Better Simple Logo

Deployment - Assess the risk

Back to Unsung Developer Thoughts

In an ideal scenario, deployments should be painless. However, some deployments are always going to be risky. You’ll see the upcoming change and have that knot in your gut. You’ll hear the voice saying “what about this and this and this and this?” I don’t think that entirely goes away. There’s always something that can go wrong, but ideally you’ll be prepared for it.

This section attempts to help you assess the risk of a deployment and hopefully start you on the path to identifying precautions.

What’s the reasonable worst case scenario?

You should try to identify what could potentially go wrong with the deployment. Yes, quantum mechanics says that any deployment could potentially drop your database, but if your change has zero possibility of executing a DROP or DELETE command it’s not reasonable. This process asks you to be familiar with not only your change, but also the project you’re working on. You may need to ask another developer for their advice if you’re new to the project.

If your deployment involves updating a large amount of data, a potential worst case scenario is that all the data is updated incorrectly. The next step is to identify what would need to happen to recover from that? Is it restoring from a backup? If so, then maybe your deployment should start with creating a backup.
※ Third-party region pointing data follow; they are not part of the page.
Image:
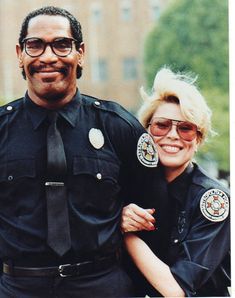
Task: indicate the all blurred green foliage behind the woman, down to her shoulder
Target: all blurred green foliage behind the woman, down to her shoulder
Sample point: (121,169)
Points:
(193,36)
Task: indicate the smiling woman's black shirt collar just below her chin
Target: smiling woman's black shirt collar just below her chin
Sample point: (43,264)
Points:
(178,188)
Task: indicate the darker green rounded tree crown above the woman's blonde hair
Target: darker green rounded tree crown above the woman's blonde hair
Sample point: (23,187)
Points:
(192,35)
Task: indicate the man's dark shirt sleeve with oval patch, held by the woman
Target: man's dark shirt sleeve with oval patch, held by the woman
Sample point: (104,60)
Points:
(139,161)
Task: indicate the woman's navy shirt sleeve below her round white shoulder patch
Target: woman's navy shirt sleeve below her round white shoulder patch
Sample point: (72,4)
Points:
(201,252)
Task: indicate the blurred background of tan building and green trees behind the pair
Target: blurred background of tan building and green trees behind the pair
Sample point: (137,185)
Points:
(127,41)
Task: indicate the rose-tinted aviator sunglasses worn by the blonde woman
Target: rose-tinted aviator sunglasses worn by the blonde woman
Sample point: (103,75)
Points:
(161,126)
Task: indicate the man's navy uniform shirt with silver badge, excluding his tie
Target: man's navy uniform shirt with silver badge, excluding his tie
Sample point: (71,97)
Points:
(110,160)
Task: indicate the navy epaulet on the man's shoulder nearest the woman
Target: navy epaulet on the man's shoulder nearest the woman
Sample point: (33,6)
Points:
(111,107)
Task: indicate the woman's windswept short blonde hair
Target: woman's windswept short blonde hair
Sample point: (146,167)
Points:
(177,88)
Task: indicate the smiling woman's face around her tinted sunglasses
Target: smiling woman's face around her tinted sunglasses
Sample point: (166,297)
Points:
(175,153)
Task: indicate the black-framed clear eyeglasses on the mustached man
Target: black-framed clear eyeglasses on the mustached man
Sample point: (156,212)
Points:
(35,47)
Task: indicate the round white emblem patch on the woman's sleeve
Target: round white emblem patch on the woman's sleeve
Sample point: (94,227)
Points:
(214,205)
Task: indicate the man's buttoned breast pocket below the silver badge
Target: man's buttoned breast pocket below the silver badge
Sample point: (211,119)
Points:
(96,182)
Or maybe you’re changing your SECRET_KEY. A potential worst case scenario might be that you’d invalidate all your sessions or signed tokens, requiring every user to re-authenticate.
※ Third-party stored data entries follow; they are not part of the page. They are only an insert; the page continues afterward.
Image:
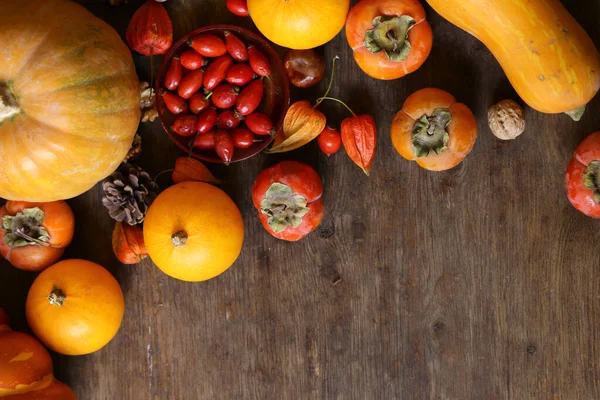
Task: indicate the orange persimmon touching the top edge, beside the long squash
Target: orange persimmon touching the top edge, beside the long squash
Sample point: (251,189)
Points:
(389,38)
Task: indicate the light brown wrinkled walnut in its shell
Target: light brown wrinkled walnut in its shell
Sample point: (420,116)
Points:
(506,119)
This process asks you to think outside the box and contemplate how problems can occur. From there, you’ll need to see where it falls on the mild-inconvenience to catastrophe scale. The worse a problem is, the more likely you should test the deployment and prepare mitigations before the deployment.

Where will the most likely errors occur?

A similar exercise is to identify the most likely error scenarios. This focuses on the probability of a problem rather than the scale of the problem. Perhaps you manage an application with hundreds of configuration options, resulting in tens of thousands of permutations. You may not have 100% test coverage of every configuration combination. If your change involves modifying a single option, it’s certainly possible that a customer is using an obscure configuration that break because of this change. The goal is to determine how likely that possibility is and how bad that problem could be.

Depending on your answers, the result may be to move forward with the deployment as designed. Or perhaps you need to do some additional testing. Everything is a balancing act. Gather the information you can find and make the best decision possible right now.

Does the change impact customers?

When assessing the risk of a deployment, you need to consider the impacted parties. The more important that party is, the higher the risk of the change. If your change is to a reporting tool that only you use then it’s a pretty small risk. If your change is to the account creation flow for your application, that’s a major risk. You can’t acquire new customers if they can’t sign up.

Sometimes changes don’t impact customers, but they do impact coworkers or colleagues. Think about the extent of the problems you could potentially cause them and what their role is. You never want to cause frustration for a coworker except for maybe Tim, he’s a bit sheisty. But it can and does happen. The more consideration you do up front, the more likely you are to test and evaluate your changes appropriately.